How to solve $F''_{w_{ab}}$? I want to know the detailed calculation process of solving $F''_{w_{ab}}$.

219 Views Asked by At

There is a objective function:

$f(W)$ = $||W||_{2,1}$

For any element $w_{ab}$ in $W$, we apply $F_{w_{ab}}$ to denote the part of $f(W)$ which is only related to $w_{ab}$.

$F'_{w_{ab}}=(DW)_{ab}$

$F''_{w_{ab}}=(D-D^{3}(W\odot W))_{aa}$, (the main problem)

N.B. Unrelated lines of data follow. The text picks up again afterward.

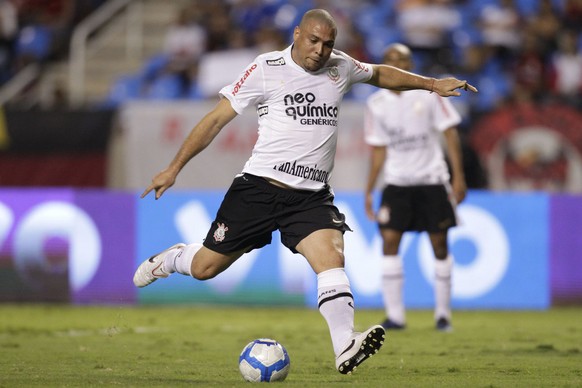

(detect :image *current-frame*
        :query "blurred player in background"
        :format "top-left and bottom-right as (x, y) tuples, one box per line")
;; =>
(134, 9), (476, 374)
(364, 43), (467, 331)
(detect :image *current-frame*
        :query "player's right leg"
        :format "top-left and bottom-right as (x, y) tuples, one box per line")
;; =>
(381, 228), (406, 330)
(133, 243), (244, 287)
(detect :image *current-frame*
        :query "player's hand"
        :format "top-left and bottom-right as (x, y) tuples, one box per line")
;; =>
(432, 77), (478, 97)
(452, 179), (467, 204)
(365, 193), (376, 221)
(141, 169), (176, 199)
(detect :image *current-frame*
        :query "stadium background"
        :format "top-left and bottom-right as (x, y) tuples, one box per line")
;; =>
(0, 0), (582, 309)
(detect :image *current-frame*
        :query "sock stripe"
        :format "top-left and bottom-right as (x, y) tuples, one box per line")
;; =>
(317, 292), (354, 308)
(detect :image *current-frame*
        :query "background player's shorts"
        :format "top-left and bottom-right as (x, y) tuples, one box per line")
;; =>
(204, 174), (351, 254)
(378, 185), (457, 233)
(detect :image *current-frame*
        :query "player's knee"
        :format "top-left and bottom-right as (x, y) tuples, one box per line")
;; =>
(190, 260), (219, 280)
(192, 267), (217, 280)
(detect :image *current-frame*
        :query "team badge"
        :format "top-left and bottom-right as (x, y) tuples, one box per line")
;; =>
(327, 66), (339, 82)
(214, 222), (228, 243)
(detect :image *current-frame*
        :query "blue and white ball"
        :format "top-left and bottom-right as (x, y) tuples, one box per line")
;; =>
(238, 338), (291, 383)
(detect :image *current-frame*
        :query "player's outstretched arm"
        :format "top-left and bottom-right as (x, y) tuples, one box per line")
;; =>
(368, 65), (477, 97)
(141, 98), (237, 199)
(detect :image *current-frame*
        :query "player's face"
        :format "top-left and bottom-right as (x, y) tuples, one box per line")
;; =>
(291, 20), (336, 71)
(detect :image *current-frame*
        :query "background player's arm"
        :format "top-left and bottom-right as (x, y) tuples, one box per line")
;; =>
(365, 146), (386, 220)
(141, 98), (237, 199)
(367, 65), (477, 97)
(444, 127), (467, 203)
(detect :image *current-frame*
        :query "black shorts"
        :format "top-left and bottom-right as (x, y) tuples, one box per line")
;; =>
(378, 185), (457, 233)
(204, 174), (351, 254)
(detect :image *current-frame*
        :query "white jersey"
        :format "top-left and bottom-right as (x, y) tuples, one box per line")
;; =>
(364, 90), (461, 186)
(220, 46), (373, 190)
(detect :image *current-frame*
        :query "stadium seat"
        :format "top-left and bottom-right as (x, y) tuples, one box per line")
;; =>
(145, 74), (183, 100)
(104, 75), (143, 108)
(139, 53), (170, 82)
(16, 25), (52, 60)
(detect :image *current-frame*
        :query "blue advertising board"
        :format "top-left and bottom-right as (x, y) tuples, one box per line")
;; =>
(135, 191), (550, 309)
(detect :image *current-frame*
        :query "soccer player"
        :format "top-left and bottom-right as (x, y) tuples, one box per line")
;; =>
(134, 9), (476, 374)
(364, 43), (467, 331)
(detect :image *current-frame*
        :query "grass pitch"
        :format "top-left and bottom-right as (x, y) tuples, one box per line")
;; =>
(0, 305), (582, 388)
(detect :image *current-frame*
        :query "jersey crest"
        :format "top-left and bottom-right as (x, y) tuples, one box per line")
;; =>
(214, 222), (228, 243)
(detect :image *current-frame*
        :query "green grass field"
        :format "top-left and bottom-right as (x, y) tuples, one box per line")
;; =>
(0, 305), (582, 387)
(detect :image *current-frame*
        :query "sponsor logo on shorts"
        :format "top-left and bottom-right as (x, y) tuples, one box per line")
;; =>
(376, 206), (390, 224)
(273, 160), (329, 183)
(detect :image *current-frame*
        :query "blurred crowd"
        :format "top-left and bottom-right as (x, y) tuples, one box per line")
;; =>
(0, 0), (582, 127)
(105, 0), (582, 130)
(0, 0), (105, 85)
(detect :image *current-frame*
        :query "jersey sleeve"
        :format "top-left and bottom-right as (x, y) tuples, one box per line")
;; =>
(433, 94), (461, 132)
(219, 59), (265, 114)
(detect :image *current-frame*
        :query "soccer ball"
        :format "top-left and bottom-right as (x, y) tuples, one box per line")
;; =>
(238, 338), (291, 383)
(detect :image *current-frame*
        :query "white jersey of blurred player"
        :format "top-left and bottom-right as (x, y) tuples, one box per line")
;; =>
(365, 90), (461, 186)
(220, 47), (372, 190)
(364, 77), (461, 331)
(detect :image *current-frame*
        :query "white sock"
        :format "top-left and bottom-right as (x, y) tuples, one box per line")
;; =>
(434, 254), (454, 320)
(382, 255), (406, 325)
(162, 243), (202, 276)
(317, 268), (354, 357)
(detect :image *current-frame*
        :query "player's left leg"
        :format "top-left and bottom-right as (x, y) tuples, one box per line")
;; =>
(429, 230), (454, 331)
(296, 229), (385, 374)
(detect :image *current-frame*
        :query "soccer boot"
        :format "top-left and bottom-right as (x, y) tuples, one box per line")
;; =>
(133, 243), (186, 287)
(436, 317), (453, 332)
(335, 325), (386, 374)
(380, 318), (406, 330)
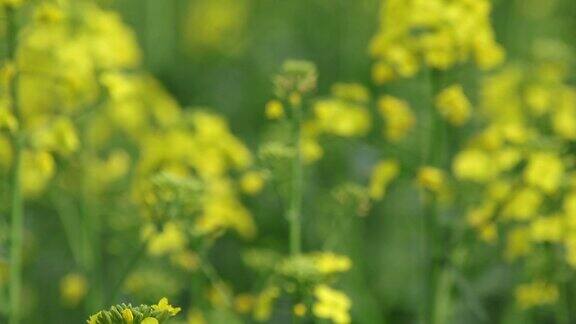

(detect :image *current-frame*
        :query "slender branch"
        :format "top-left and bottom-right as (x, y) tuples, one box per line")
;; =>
(4, 5), (24, 324)
(288, 98), (303, 255)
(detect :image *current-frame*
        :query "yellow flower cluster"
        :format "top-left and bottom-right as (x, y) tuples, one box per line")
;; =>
(0, 1), (140, 197)
(254, 252), (352, 324)
(312, 285), (352, 324)
(370, 0), (504, 84)
(452, 52), (576, 308)
(87, 298), (180, 324)
(313, 83), (371, 137)
(516, 281), (558, 309)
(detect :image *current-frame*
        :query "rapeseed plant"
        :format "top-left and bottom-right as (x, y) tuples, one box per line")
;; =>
(0, 0), (576, 324)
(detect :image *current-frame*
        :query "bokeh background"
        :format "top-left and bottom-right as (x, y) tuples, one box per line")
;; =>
(3, 0), (576, 324)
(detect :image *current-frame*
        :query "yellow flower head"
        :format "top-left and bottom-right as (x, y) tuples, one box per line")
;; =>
(453, 149), (494, 182)
(152, 297), (181, 316)
(436, 85), (472, 126)
(240, 171), (265, 195)
(312, 285), (352, 324)
(265, 100), (285, 119)
(524, 153), (565, 193)
(60, 273), (88, 307)
(515, 281), (558, 309)
(417, 167), (446, 193)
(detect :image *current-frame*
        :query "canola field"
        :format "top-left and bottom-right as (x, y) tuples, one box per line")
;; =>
(0, 0), (576, 324)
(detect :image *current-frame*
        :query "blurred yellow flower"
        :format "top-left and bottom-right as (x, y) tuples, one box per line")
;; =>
(515, 281), (558, 309)
(240, 171), (266, 195)
(312, 285), (352, 324)
(417, 166), (446, 193)
(60, 273), (88, 307)
(453, 149), (494, 182)
(524, 152), (565, 194)
(265, 99), (285, 119)
(436, 84), (472, 126)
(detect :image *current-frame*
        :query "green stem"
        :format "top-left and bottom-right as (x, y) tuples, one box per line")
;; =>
(422, 70), (443, 324)
(200, 257), (233, 308)
(4, 6), (24, 324)
(288, 98), (303, 255)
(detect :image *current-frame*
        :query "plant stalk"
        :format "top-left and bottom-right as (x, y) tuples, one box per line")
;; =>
(4, 5), (24, 324)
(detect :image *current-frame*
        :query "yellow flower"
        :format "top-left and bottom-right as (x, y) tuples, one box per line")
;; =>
(186, 308), (207, 324)
(60, 273), (88, 307)
(122, 308), (134, 324)
(378, 96), (416, 142)
(530, 215), (564, 242)
(504, 227), (532, 261)
(314, 99), (371, 137)
(417, 167), (446, 193)
(313, 252), (352, 275)
(515, 281), (558, 309)
(331, 83), (370, 104)
(140, 317), (160, 324)
(368, 160), (400, 200)
(312, 285), (352, 324)
(184, 0), (251, 55)
(22, 150), (56, 197)
(234, 294), (254, 314)
(152, 297), (180, 316)
(265, 100), (284, 119)
(453, 149), (494, 182)
(293, 303), (308, 317)
(436, 85), (472, 126)
(524, 153), (565, 194)
(0, 0), (24, 7)
(502, 188), (543, 220)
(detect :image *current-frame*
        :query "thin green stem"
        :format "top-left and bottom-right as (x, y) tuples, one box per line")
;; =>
(288, 98), (303, 255)
(422, 70), (442, 324)
(200, 257), (233, 308)
(4, 6), (24, 324)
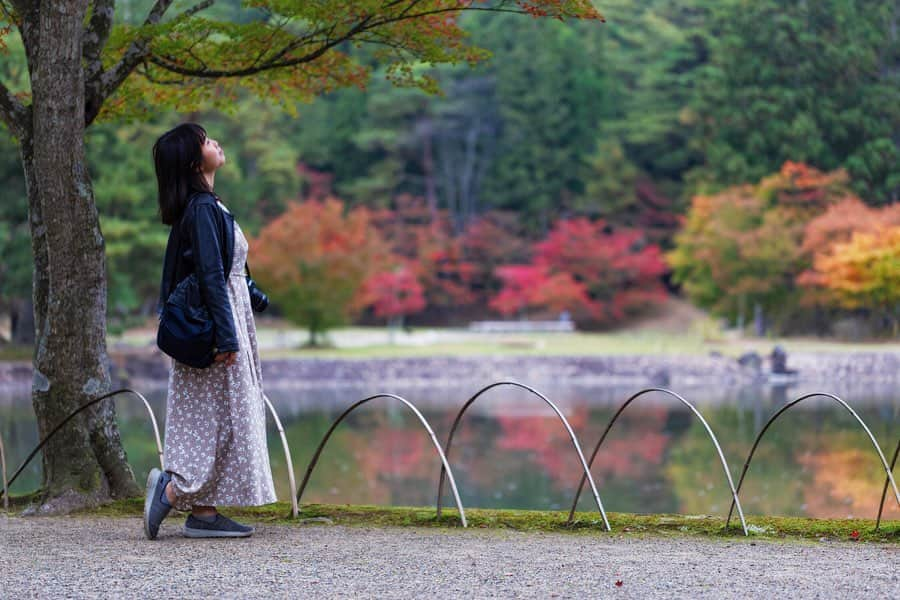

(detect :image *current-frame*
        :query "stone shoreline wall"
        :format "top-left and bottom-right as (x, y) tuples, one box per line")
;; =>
(0, 352), (900, 391)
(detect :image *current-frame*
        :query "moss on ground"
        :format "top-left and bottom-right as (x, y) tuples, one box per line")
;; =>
(10, 496), (884, 545)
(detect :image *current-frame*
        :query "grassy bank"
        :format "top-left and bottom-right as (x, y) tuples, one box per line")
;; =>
(12, 496), (888, 546)
(102, 322), (900, 359)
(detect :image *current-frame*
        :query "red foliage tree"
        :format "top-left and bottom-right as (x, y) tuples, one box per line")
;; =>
(491, 218), (666, 325)
(363, 265), (425, 319)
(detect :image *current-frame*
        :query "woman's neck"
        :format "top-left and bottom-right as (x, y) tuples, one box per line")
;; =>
(203, 171), (216, 191)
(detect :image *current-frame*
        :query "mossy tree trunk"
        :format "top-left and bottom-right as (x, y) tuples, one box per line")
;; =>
(17, 0), (140, 513)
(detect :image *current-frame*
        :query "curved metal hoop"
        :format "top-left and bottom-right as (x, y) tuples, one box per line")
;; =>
(262, 392), (300, 518)
(568, 388), (750, 535)
(725, 392), (900, 528)
(875, 440), (900, 531)
(3, 388), (163, 498)
(437, 381), (611, 531)
(0, 433), (9, 510)
(297, 394), (468, 527)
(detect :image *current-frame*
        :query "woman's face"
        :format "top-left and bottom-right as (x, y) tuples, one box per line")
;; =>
(200, 137), (225, 173)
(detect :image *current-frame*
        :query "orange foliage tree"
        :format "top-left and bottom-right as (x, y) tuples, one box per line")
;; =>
(251, 198), (387, 346)
(797, 197), (900, 308)
(667, 162), (852, 333)
(813, 225), (900, 335)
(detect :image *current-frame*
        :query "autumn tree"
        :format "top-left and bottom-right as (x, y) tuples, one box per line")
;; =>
(491, 218), (666, 326)
(813, 225), (900, 335)
(0, 0), (600, 512)
(362, 263), (425, 333)
(668, 162), (851, 334)
(797, 196), (900, 306)
(251, 198), (387, 346)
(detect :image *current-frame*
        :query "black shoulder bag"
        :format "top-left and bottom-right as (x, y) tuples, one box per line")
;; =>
(156, 199), (216, 369)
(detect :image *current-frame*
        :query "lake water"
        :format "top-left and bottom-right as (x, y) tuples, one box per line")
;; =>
(0, 382), (900, 519)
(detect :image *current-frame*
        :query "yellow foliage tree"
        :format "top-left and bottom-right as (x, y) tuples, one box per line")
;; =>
(813, 225), (900, 335)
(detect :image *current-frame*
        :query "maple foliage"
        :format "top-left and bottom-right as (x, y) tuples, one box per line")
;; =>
(89, 0), (603, 118)
(250, 198), (387, 345)
(362, 265), (425, 318)
(797, 196), (900, 308)
(373, 195), (476, 318)
(490, 218), (666, 325)
(813, 225), (900, 334)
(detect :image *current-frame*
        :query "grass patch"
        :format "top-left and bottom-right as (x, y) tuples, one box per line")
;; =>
(47, 498), (900, 545)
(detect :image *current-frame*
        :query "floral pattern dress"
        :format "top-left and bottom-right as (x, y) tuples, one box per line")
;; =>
(164, 213), (276, 511)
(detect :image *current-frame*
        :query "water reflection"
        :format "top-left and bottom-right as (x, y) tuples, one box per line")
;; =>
(0, 386), (900, 519)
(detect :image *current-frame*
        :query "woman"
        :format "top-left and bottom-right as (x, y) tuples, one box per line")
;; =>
(144, 123), (276, 539)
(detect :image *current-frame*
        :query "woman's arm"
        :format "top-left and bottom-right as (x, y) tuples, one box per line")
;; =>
(191, 204), (239, 353)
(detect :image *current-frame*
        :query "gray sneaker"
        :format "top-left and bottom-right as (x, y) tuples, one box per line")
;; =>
(184, 513), (253, 538)
(144, 469), (172, 540)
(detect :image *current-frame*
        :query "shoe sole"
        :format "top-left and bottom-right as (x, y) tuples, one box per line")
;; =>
(183, 527), (253, 538)
(144, 468), (162, 540)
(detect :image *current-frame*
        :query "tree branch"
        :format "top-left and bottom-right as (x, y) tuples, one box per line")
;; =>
(147, 2), (528, 79)
(81, 0), (116, 124)
(0, 77), (30, 139)
(85, 0), (215, 125)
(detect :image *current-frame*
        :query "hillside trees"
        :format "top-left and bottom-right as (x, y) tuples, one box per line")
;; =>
(693, 0), (900, 203)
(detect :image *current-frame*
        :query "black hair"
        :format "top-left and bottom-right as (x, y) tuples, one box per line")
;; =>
(153, 123), (212, 225)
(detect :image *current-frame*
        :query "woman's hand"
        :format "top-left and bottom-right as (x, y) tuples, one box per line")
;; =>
(215, 352), (237, 367)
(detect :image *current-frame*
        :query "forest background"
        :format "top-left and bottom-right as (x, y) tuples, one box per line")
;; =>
(0, 0), (900, 343)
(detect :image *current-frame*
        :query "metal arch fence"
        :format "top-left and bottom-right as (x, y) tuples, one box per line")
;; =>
(567, 388), (750, 535)
(437, 381), (611, 531)
(297, 394), (468, 527)
(3, 388), (163, 498)
(0, 381), (900, 535)
(262, 392), (300, 519)
(875, 440), (900, 531)
(0, 433), (9, 510)
(725, 392), (900, 529)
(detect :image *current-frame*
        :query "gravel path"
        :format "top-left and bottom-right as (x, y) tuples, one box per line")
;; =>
(0, 515), (900, 599)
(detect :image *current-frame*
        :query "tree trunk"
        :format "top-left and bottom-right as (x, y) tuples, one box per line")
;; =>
(21, 0), (140, 513)
(10, 299), (34, 346)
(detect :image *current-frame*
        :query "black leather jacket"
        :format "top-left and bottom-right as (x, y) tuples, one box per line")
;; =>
(158, 193), (269, 352)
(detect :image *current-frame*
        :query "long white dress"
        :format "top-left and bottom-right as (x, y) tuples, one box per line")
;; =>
(164, 213), (276, 511)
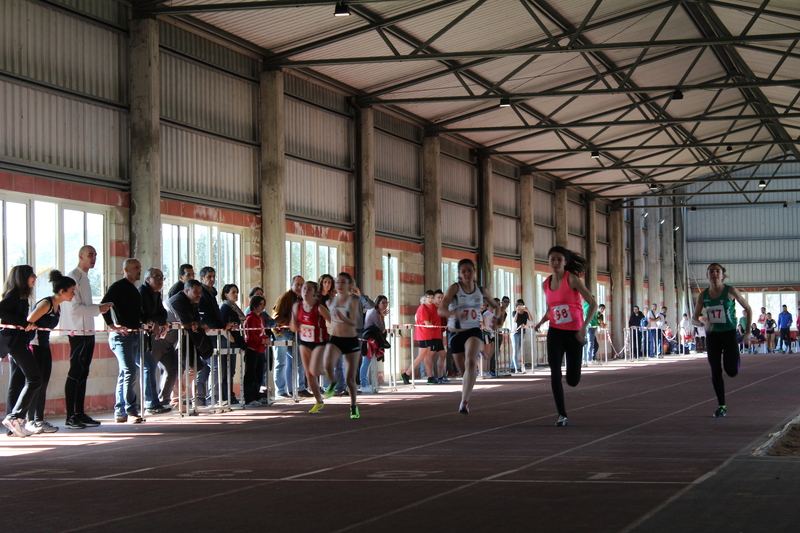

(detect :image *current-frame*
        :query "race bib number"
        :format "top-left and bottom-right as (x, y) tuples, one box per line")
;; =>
(300, 324), (314, 342)
(553, 305), (572, 324)
(708, 305), (728, 324)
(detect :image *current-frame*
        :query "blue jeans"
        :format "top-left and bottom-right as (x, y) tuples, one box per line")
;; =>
(108, 331), (139, 418)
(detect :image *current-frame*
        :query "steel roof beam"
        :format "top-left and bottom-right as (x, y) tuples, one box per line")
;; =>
(267, 32), (800, 68)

where $D_{ii}$=$\frac{1}{||w^i||_2}$, $\odot$ denotes the element-wise multiplication.

About $F_{w_{ab}}$: why the second order derivative of F is equation (28)?

Note that: The norm $\|\cdot\|_{2,1}$ of a matrix $W\in\mathbb{R}^{n\times m}$ is defined as

$$ \Vert W \Vert_{2,1} = \sum_{i=1}^n \Vert w^{i} \Vert_2 = \sum_{i=1}^n \left( \sum_{j=1}^m |w_{ij}|^2 \right)^{1/2} $$ where $w^i$ denotes $i^{th}$ row of $W$, $w_{ij}$ denotes a element of $W$.

How to solve $F''_{w_{ab}}$? I want to know the detailed calculation process of solving the above formula.

There some more explicit definition in the following papers (I gave the exact location.)

Some Related Papers:

Efficient and Robust Feature Selection via Joint $l_{2,1}$-Norms Minimization

Graph Regularized Nonnegative Matrix Factorization for Data Representation (Look Page 10, APPENDIX A, PROOFS OF THEOREM 1, formulas (26), (27) and (28))

In Nonnegative matrix factorization by joint locality-constrained and $l_{2,1}$-norm regularization, (Look Page 7, the Proof of Lemma 1: Here, how to obtain the result of $F^{''}_{v_{ab}}$?)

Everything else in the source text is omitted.